3. Good Body Mechanics

Often, we don't realize how much we use our backs until we get hurt. Back pain can be severe enough to where even just moving your arm can be excruciating. This is because the muscles of the back are working to stabilize the spine when moving an extremity. It is important to ensure that the abdominal muscles are engaged especially when lifting or bending. Try practicing when you load the dishwasher or unload the dryer. Don't forget to use your legs. Allowing them to do the work will decrease the strain on your low back.

4. Kegals, Kegals, Kegals

Did you know that Kegals are for more than just your pelvic floor muscles?

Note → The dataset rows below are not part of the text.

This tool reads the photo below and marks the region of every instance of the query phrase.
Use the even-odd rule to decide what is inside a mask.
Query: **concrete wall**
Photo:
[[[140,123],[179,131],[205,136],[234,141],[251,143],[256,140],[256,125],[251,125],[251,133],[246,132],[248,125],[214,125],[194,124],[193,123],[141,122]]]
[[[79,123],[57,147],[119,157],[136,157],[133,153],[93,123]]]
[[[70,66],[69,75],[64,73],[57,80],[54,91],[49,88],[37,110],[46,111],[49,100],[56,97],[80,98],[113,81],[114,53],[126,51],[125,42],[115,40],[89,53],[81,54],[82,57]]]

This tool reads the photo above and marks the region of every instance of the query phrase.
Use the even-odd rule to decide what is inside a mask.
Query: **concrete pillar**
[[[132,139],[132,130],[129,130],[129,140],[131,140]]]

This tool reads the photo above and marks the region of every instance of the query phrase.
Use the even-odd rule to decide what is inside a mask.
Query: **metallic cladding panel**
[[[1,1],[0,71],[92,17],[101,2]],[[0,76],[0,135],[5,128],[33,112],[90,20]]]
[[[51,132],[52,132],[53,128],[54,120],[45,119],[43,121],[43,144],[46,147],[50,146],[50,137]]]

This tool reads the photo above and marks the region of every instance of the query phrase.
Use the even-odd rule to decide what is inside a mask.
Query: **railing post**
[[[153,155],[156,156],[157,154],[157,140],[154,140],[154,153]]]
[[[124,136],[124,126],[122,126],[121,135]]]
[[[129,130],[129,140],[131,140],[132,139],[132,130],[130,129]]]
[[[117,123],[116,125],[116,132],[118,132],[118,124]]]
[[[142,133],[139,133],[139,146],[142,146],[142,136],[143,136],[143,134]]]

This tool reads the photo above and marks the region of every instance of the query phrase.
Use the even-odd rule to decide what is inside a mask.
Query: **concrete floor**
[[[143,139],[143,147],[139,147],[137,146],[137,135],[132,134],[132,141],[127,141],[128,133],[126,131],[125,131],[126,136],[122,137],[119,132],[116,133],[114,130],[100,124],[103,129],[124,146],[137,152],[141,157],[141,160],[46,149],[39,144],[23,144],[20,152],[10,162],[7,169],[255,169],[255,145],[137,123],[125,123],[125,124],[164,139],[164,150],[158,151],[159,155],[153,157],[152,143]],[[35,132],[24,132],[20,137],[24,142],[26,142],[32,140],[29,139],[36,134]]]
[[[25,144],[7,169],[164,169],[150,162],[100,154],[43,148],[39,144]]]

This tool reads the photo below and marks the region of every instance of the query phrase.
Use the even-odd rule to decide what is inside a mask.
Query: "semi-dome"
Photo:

A study published in Physiotherapy Research International (2002) concluded that when you contract the pelvic floor muscles it also aids to contract the abdominal muscles, specifically the transverse abdominus which is the muscle that wraps from the front to the back like a corset. It can be difficult to ascertain whether you are performing Kegals correctly. The muscles that you use to stop urine flow are the same muscles you use for a Kegal. The trick to increasing strength of your pelvic floor is performing elevator lifts, meaning lifting the pelvic floor 4 levels, up and release the same way, 4 levels down. These are best performed slowly and with control building up to 2 sets of 10 repetitions, two to three times per day. If you should need more direction or have difficulty holding your urine, whether pregnant or postpartum, seek help from a licensed Physical Therapist.

5. Eat Enough Protein

During pregnancy the muscles of your back are working hard to support the extra weight of your growing hips, belly and breasts. Approximately 75 grams of protein should be consumed in an average day while pregnant (45 grams is the recommended amount for a non-pregnant female). The amino acids in protein are the building blocks throughout your body and your babies’. Good sources of protein include yogurt, cottage cheese, beans, meat, and nuts.